Spatial Audio in VR and AR Streaming

Why this matters

If you are scoping a VR training app, a 360° live stream, an AR navigation feature, or a "walk around the virtual showroom" experience, the audio decision you make in week one sets your bandwidth bill, your latency budget, and whether users believe the world is real. This article is for a product manager, founder, or operations lead who has to brief an engineering team or judge a vendor's "immersive audio" pitch — and who has never heard of a degree of freedom. A senior audio engineer will read it too and must find every number accurate; the channel counts, bitrate ranges, and standard revisions here trace to ISO, 3GPP, W3C, and vendor engineering docs, not marketing pages. By the end you will know exactly when to spend on 6DoF, which SDK fits your platform, and the three mistakes that make spatial audio collapse into a flat blob inside the listener's skull.

The one distinction that drives every decision: 3DoF versus 6DoF

Everything in VR and AR audio starts with counting how a head can move. A "degree of freedom" is one independent way the head can change position or orientation. There are exactly six.

The first three are rotations — the ways you can move your head without leaving your chair. Turning left and right is yaw. Nodding up and down is pitch. Tilting ear-toward-shoulder is roll. A system that tracks only these three is called 3DoF, for three degrees of freedom. It knows which way you are facing, but not where you are standing.
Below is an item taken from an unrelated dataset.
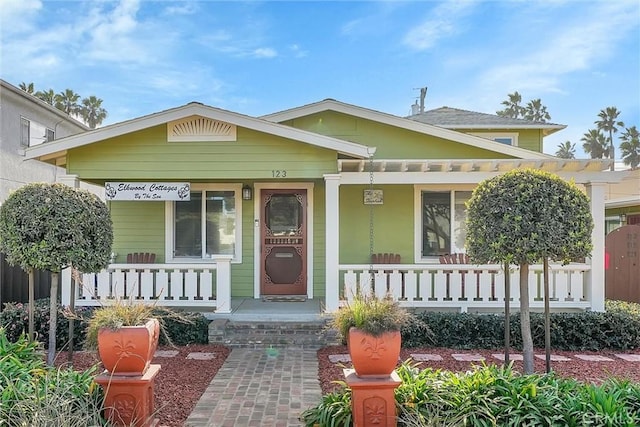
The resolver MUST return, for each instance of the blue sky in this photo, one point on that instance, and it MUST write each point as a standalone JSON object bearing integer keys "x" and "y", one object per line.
{"x": 256, "y": 58}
The other three are translations — moving your whole body through space. Stepping left or right is one axis, forward or back is the second, crouching or standing is the third. A system that tracks all six — the three rotations plus the three translations — is called 6DoF. It knows where you are and which way you are looking.

Here is why this single distinction governs the whole project. With 3DoF, a sound source stays at the same distance from you no matter what, because you cannot walk toward it. The system only has to rotate the sound field around your head when you turn. That is a cheap operation. With 6DoF, walking toward a sound must make it louder and its direction must shift, walking past it must send it behind you, and a wall between you and it must muffle it. That is a physics simulation, and it is expensive.

A concrete rule, drawn directly from the standards work: where the video gives the user 6DoF, the audio must give 6DoF too, or the experience breaks. The MPEG-I requirements state it plainly — if the picture lets you walk around but the sound does not follow, you hear a talker from a different direction than where you see them, which is more distracting than no spatial audio at all. Match the audio's degrees of freedom to the video's.

Figure 1. The six degrees of freedom. 3DoF tracks the three rotations and rotates the sound field; 6DoF adds the three translations and must recompute distance, direction, and occlusion as the listener moves.

What "spatial audio" actually has to compute

Strip away the marketing and every VR/AR audio engine does the same three jobs in sequence. Understanding them is what lets you read a vendor's feature list and know what is missing.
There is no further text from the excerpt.